Harnessing and control of optical rogue waves in supercontinuum generation

TL;DR

This paper uses numerical simulations to analyze and control optical rogue waves in supercontinuum generation, demonstrating methods to enhance or suppress their occurrence through input modulation and filtering.

Contribution

It introduces active control techniques for optical rogue waves in supercontinuum generation using nonlinear Schrödinger equation simulations, a novel approach in this context.

Findings

Rogue wave generation can be increased tenfold with input modulation.

Sliding frequency filters can effectively suppress rogue wave formation.

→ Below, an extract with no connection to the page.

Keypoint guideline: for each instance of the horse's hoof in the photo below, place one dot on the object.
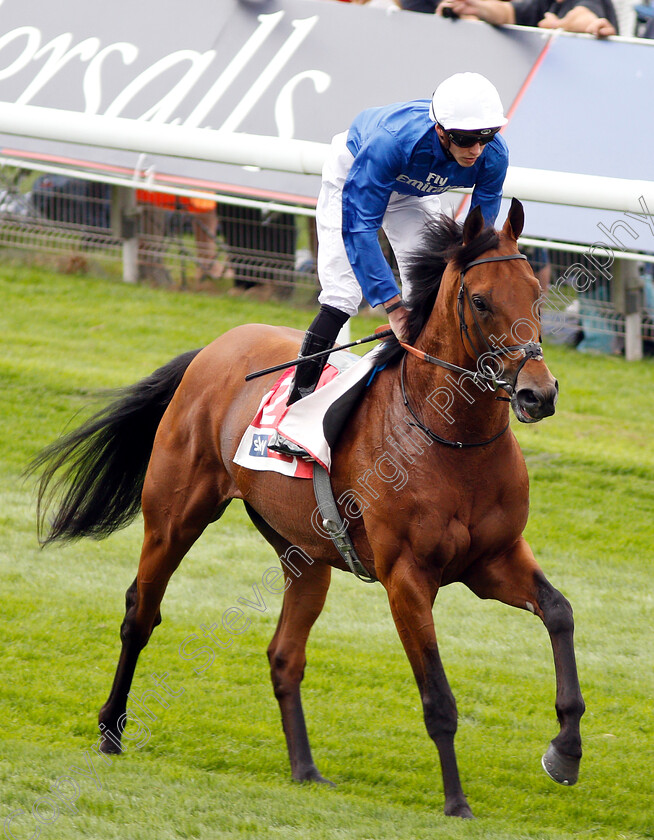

Numerical methods enable precise control of extreme pulse events.

Abstract

We present a numerical study of the evolution dynamics of ``optical rogue waves'', statistically-rare extreme red-shifted soliton pulses arising from supercontinuum generation in photonic crystal fiber [D. R. Solli et al. Nature Vol. 450, 1054-1058 (2007)]. Our specific aim is to use nonlinear Schrodinger equation simulations to identify ways in which the rogue wave dynamics can be actively controlled, and we demonstrate that rogue wave generation can be enhanced by an order of magnitude through a small modulation across the input pulse envelope and effectively suppressed through the use of a sliding frequency filter.